A cette maturité et cette intelligence, répond point par point en totale osmose la Luisa de Patrizia Ciofi. Toujours un peu longue à prendre ses marques, la soprano transcende par l’engagement ses limites naturelles. Peu à peu, la voix oublie les efforts qu’elle doit déployer pour entrer dans un moule qui ne lui correspond pas exactement. Les pichiettati d’abord esquissés dans « Lo vidi, e ‘l primo palpito » se concrétisent au troisième acte lors du duo avec Miller, avant une scène finale d’une évidence telle que les quelques réserves susceptibles d’être émises sont balayées d’un coup d’un seul. Comme d’habitude serait-on tenté d’ajouter tant Patrizia Ciofi est coutumière de ces interprétations qui renvoient toutes analyses à leurs limites.

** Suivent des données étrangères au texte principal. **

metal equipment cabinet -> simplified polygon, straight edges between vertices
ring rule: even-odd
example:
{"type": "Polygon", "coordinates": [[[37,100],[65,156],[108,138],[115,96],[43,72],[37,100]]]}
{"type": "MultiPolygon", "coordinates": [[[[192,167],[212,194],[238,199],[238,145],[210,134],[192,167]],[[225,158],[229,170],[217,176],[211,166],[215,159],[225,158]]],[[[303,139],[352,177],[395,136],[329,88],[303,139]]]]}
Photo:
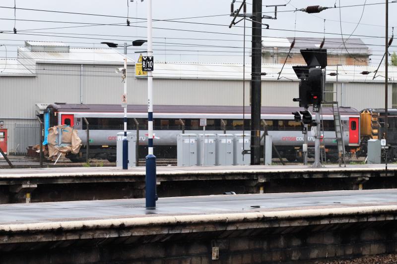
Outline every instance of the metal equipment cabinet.
{"type": "Polygon", "coordinates": [[[215,162],[218,166],[233,165],[234,135],[231,134],[217,134],[215,162]]]}
{"type": "Polygon", "coordinates": [[[178,166],[197,165],[197,140],[196,134],[179,134],[177,136],[178,166]]]}
{"type": "Polygon", "coordinates": [[[216,136],[215,134],[206,134],[204,137],[204,146],[203,146],[203,134],[198,135],[198,165],[203,166],[214,166],[215,153],[216,150],[215,140],[216,136]],[[203,150],[203,147],[204,149],[203,150]],[[202,163],[203,152],[204,152],[204,163],[202,163]]]}
{"type": "MultiPolygon", "coordinates": [[[[116,164],[118,167],[123,167],[123,139],[124,137],[124,132],[121,132],[117,133],[117,143],[116,147],[116,164]]],[[[135,158],[135,148],[136,144],[136,136],[131,132],[127,132],[127,140],[128,140],[128,166],[135,167],[136,162],[135,158]]]]}
{"type": "Polygon", "coordinates": [[[233,165],[250,165],[251,155],[243,155],[242,153],[243,150],[250,150],[251,135],[249,134],[235,134],[233,140],[233,165]]]}
{"type": "Polygon", "coordinates": [[[382,146],[379,139],[368,140],[367,163],[368,164],[380,164],[382,146]]]}

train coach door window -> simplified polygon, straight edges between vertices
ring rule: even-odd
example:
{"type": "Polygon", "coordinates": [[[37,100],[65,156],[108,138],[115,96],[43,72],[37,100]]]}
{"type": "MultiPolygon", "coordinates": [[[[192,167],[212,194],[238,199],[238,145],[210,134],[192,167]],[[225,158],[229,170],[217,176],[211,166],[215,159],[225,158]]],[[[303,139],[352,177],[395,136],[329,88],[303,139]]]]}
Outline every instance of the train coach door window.
{"type": "Polygon", "coordinates": [[[349,118],[349,144],[358,144],[359,140],[358,117],[349,118]]]}
{"type": "MultiPolygon", "coordinates": [[[[7,129],[0,129],[0,148],[4,154],[7,154],[7,129]]],[[[0,154],[0,157],[1,156],[0,154]]]]}
{"type": "Polygon", "coordinates": [[[61,124],[67,125],[73,127],[74,124],[74,116],[72,114],[63,114],[61,121],[61,124]]]}

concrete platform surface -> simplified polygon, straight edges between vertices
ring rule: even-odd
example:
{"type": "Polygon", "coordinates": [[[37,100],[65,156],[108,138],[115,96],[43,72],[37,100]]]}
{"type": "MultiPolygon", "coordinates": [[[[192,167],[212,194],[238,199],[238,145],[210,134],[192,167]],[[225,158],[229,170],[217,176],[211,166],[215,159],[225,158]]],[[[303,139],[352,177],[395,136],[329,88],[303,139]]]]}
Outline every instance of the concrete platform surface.
{"type": "Polygon", "coordinates": [[[157,208],[152,210],[144,208],[144,199],[1,205],[0,229],[6,230],[10,224],[161,216],[255,212],[265,212],[265,212],[360,207],[364,210],[368,207],[396,206],[396,189],[185,197],[160,198],[157,208]]]}
{"type": "MultiPolygon", "coordinates": [[[[30,177],[32,176],[59,177],[78,175],[142,175],[145,174],[145,167],[133,167],[123,170],[119,167],[60,167],[43,168],[2,169],[0,170],[0,179],[17,176],[18,177],[30,177]]],[[[388,165],[388,170],[397,171],[397,164],[388,165]]],[[[159,166],[157,168],[157,175],[185,174],[219,174],[241,173],[259,173],[272,172],[337,172],[337,171],[381,171],[385,170],[385,164],[347,165],[339,167],[337,164],[327,165],[319,168],[308,165],[255,165],[255,166],[159,166]]]]}

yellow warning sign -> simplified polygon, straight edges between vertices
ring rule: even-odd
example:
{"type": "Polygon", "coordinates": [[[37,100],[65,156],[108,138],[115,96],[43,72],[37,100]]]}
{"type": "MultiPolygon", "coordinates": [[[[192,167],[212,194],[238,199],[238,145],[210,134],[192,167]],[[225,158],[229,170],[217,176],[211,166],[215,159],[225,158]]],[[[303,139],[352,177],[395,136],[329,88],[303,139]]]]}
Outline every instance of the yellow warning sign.
{"type": "Polygon", "coordinates": [[[147,72],[142,70],[142,63],[135,63],[135,76],[136,77],[147,76],[147,72]]]}

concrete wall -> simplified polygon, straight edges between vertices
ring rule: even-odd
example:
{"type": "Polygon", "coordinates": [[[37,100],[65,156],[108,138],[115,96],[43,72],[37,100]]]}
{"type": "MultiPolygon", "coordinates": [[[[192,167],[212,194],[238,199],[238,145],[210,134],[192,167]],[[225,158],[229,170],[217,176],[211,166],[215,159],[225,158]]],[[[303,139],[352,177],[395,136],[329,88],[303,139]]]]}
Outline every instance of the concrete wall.
{"type": "MultiPolygon", "coordinates": [[[[29,234],[1,234],[4,242],[0,244],[0,262],[15,264],[312,263],[397,252],[396,220],[374,222],[377,215],[365,218],[367,217],[373,220],[360,222],[363,221],[360,219],[357,222],[352,219],[351,222],[346,223],[346,217],[354,218],[348,216],[328,219],[320,224],[321,219],[307,217],[279,220],[279,227],[265,228],[257,227],[258,223],[237,223],[240,228],[237,230],[234,226],[225,230],[233,223],[222,224],[221,228],[212,223],[206,223],[206,228],[179,224],[172,233],[168,231],[169,233],[155,235],[148,234],[156,230],[156,227],[151,226],[128,229],[121,225],[111,230],[93,230],[83,226],[78,230],[81,232],[79,239],[71,238],[74,237],[72,232],[62,227],[52,234],[33,233],[31,236],[29,234]],[[116,233],[118,236],[115,236],[116,233]],[[104,237],[106,235],[109,237],[104,237]],[[19,238],[20,242],[8,242],[7,238],[11,236],[11,239],[19,238]],[[48,241],[37,241],[45,239],[48,241]],[[215,259],[214,248],[219,252],[215,259]]],[[[379,217],[385,218],[385,215],[379,217]]],[[[163,226],[161,230],[166,232],[167,228],[170,226],[163,226]]]]}

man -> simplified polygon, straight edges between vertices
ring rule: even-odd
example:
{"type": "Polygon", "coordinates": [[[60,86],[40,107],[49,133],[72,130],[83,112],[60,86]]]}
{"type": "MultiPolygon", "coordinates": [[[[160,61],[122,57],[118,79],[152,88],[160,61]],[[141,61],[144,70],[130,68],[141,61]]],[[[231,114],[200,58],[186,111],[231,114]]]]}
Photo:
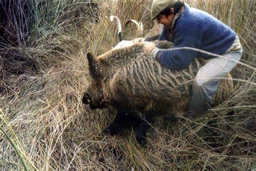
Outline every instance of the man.
{"type": "Polygon", "coordinates": [[[154,0],[151,19],[164,25],[159,40],[173,42],[173,49],[190,47],[224,57],[191,50],[163,50],[152,44],[145,47],[145,53],[170,70],[186,68],[196,57],[211,59],[200,69],[193,83],[186,116],[193,118],[206,112],[217,91],[218,78],[225,77],[241,58],[242,49],[238,37],[210,14],[177,0],[154,0]]]}

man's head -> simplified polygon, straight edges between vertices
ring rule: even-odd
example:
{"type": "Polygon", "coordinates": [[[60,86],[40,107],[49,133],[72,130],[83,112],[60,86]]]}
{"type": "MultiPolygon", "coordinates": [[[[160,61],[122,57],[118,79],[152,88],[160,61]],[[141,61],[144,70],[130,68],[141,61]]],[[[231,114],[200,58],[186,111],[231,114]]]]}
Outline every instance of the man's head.
{"type": "Polygon", "coordinates": [[[154,0],[151,9],[151,19],[170,28],[175,15],[184,5],[177,0],[154,0]]]}

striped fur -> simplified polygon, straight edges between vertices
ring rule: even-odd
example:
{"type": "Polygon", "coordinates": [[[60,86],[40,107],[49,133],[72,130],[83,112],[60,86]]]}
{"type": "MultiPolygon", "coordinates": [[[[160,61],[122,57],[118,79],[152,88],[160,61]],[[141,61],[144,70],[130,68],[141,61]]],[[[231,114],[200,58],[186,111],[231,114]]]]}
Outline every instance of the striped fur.
{"type": "MultiPolygon", "coordinates": [[[[117,108],[176,115],[184,114],[193,79],[207,60],[197,58],[186,69],[169,70],[151,55],[144,53],[145,43],[138,43],[95,57],[97,66],[87,90],[92,99],[91,104],[97,106],[101,100],[117,108]]],[[[163,49],[172,45],[165,42],[158,44],[163,49]]],[[[220,81],[213,97],[214,106],[227,99],[232,91],[230,74],[226,77],[228,79],[220,81]]]]}

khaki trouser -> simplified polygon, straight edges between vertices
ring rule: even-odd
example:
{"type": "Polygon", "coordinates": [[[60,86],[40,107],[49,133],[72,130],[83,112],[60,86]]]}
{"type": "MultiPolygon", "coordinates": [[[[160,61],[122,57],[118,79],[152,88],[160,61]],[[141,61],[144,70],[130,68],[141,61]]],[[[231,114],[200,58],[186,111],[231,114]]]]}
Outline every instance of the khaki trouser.
{"type": "Polygon", "coordinates": [[[237,36],[231,47],[221,54],[226,58],[212,58],[199,69],[193,83],[190,113],[199,114],[207,111],[207,104],[212,104],[212,97],[219,84],[218,78],[225,77],[237,65],[236,61],[240,60],[242,53],[242,49],[237,36]]]}

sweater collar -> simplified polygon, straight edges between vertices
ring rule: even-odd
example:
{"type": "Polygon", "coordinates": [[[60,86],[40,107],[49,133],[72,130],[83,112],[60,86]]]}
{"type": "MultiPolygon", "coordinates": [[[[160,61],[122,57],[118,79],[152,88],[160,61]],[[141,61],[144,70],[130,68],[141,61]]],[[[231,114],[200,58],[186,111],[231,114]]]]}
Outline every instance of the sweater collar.
{"type": "Polygon", "coordinates": [[[178,18],[179,18],[179,16],[180,15],[180,14],[181,14],[183,11],[184,11],[185,10],[185,6],[183,6],[179,11],[179,12],[178,12],[177,13],[176,13],[176,14],[174,16],[174,17],[173,18],[173,20],[172,21],[172,26],[171,27],[171,29],[172,29],[172,28],[173,27],[173,26],[175,25],[175,24],[176,23],[176,21],[178,19],[178,18]]]}

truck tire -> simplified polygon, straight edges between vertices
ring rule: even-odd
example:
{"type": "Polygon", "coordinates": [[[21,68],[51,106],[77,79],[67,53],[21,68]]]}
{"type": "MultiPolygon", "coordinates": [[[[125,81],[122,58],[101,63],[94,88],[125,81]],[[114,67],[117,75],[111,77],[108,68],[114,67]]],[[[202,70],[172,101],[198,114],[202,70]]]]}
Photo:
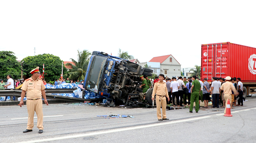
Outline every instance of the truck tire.
{"type": "Polygon", "coordinates": [[[244,97],[244,98],[246,98],[246,96],[247,96],[247,89],[246,89],[246,87],[244,86],[243,87],[243,92],[244,93],[244,94],[243,94],[243,97],[244,97]]]}
{"type": "Polygon", "coordinates": [[[152,73],[144,71],[142,74],[144,75],[147,75],[148,76],[152,76],[152,73]]]}
{"type": "MultiPolygon", "coordinates": [[[[147,92],[147,95],[146,95],[146,99],[147,100],[147,103],[149,104],[149,105],[153,105],[153,101],[151,99],[152,98],[152,93],[153,92],[153,88],[150,88],[149,89],[149,90],[148,90],[147,92]]],[[[156,100],[154,100],[154,104],[155,106],[156,105],[156,100]]]]}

Dans ce troisième acte d’une modernité d’écriture digne des ultimes opéras de Verdi, Nicola Alaimo se hisse à la hauteur de ses partenaires. Si le souffle avait pu sembler court dans son premier air, aucune réserve ne vient ici atténuer l’impact de son baryton noble et délié. Le reste du plateau se place au diapason. Bálint Szabò est un Wurm noir, d’une de ces noirceurs dont on aime, fasciné, contempler l’abîme malfaisant. Federica capiteuse, et somme toute sympathique, Christine Melis réussit à sortir son personnage de l’ombre dans laquelle Cammarano l’a assigné. Seule la vocalisation sommaire et l’émission schizophrénique de Luciano Montanaro prêtent à discussion. Mais ce Comte Walter à la personnalité ambiguë, partagé entre amour filial et ambition machiavélique, peut sans contresens déroger aux règles stylistiques.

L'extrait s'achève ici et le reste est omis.